At the end-of-course ceilidh at Sabhal Mòr Ostaig, one of the Irish guys read a story which was half in English and half in Irish. It was very funny, if you understood both languages; those who didn’t missed quite a lot. Even speakers of Scottish Gaelic found it quite difficult to understand all the Irish bits, which suggests to me that Irish and Scottish Gaelic aren’t as mutually comprehensible as some claim.

This type of story is called macaronic, a word coined in the 16th century by Teofilo Folengo, an Italian poet, to refer to a type of verse he invented in which he mixed Italian and Latin for comic effect. He based the name on macaroni, which he described in Latin as pulmentum farina, caseo, botiro compaginatum, grossum, rude, et rusticanum (a savoury dish bound together with flour, cheese [and] butter, [a dish] which is fat, coarse, and rustic).

The word was first used in English the following century and was used to refer to any type of verse which mixes two or more languages together.

Source: http://www.worldwidewords.org/weirdwords/ww-wei1.htm.

Here are links to a few examples of Macaronic songs in English and Irish:
http://academic.evergreen.edu/w/williams/macaronic.htm

The accent game

A website I found today has a game which shows you a series of short videos of people reading a few lines of a poem in English. Then they ask you to guess the where they’re from based on their accents. If you guess correctly, it also asks you to guess which city they’re from. Some of the people are native English speakers from various countries; the rest are non-native speakers from all over Europe. Visitors to the site can also submit their own videos.

I did better with the native speakers than the non-natives, but got quite a few of the former wrong as well. I’d probably do better if the videos were longer.

Do you know of any similar websites?

Language quiz

Here’s a recording in a mystery language. Can you guess of do you know which language this is, and which story this passage comes from?

Number of Gaelic speakers

According to the most recent census, the number of people in Scotland who speak Scottish Gaelic is 58,650. However some of people I talked to last week who are involved in teaching or researching Gaelic believe that the actual number is higher. They suggested that some fluent Gaelic speakers who don’t read and write the language very well, if at all, don’t admit that they speak it on the census to avoid receiving forms and other official literature in Gaelic. They estimate that that real number of Gaelic speakers in Scotland is at least twice the census figure, and that there are several thousand more in other parts of the world, especially in England, Canada, Australia and the USA.

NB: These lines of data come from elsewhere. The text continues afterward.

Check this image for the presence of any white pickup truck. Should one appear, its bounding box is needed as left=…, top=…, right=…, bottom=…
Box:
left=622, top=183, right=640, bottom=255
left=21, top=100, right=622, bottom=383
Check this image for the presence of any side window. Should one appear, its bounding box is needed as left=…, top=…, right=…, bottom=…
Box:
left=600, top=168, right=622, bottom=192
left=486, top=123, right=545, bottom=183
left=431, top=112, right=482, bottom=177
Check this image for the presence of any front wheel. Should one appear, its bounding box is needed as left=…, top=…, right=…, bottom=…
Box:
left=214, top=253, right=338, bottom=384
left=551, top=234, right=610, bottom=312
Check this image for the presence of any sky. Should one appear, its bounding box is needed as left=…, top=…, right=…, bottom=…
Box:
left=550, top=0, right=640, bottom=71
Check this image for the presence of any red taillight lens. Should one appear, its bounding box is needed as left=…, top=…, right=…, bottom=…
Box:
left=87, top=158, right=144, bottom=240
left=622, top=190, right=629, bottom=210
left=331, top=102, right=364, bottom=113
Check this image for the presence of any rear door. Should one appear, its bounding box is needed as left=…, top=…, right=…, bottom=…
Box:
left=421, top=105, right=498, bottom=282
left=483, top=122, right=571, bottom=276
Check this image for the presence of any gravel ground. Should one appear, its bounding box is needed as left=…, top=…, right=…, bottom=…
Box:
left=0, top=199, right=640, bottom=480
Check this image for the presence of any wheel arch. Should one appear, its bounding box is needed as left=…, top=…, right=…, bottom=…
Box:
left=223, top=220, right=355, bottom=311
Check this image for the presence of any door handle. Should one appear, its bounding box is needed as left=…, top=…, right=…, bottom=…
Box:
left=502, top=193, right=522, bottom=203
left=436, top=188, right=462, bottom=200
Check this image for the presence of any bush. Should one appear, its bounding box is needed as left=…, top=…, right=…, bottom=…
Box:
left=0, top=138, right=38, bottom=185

I’ve heard similar stories about Welsh speakers who don’t tick the box on the census saying that they speak Welsh for fear of receiving incomprehensible documents in Welsh.

Some Gaelic speakers apparently don’t believe that their Gaelic is good enough for jobs that require it, even though they speak it fluently. However such insecurity doesn’t seem to effect younger people so much, or Gaelic learners from other countries. There were certainly quite a few people from other countries with fluent Gaelic working at Sabhal Mòr Ostaig.

Does this sort of thing happen with other minority languages?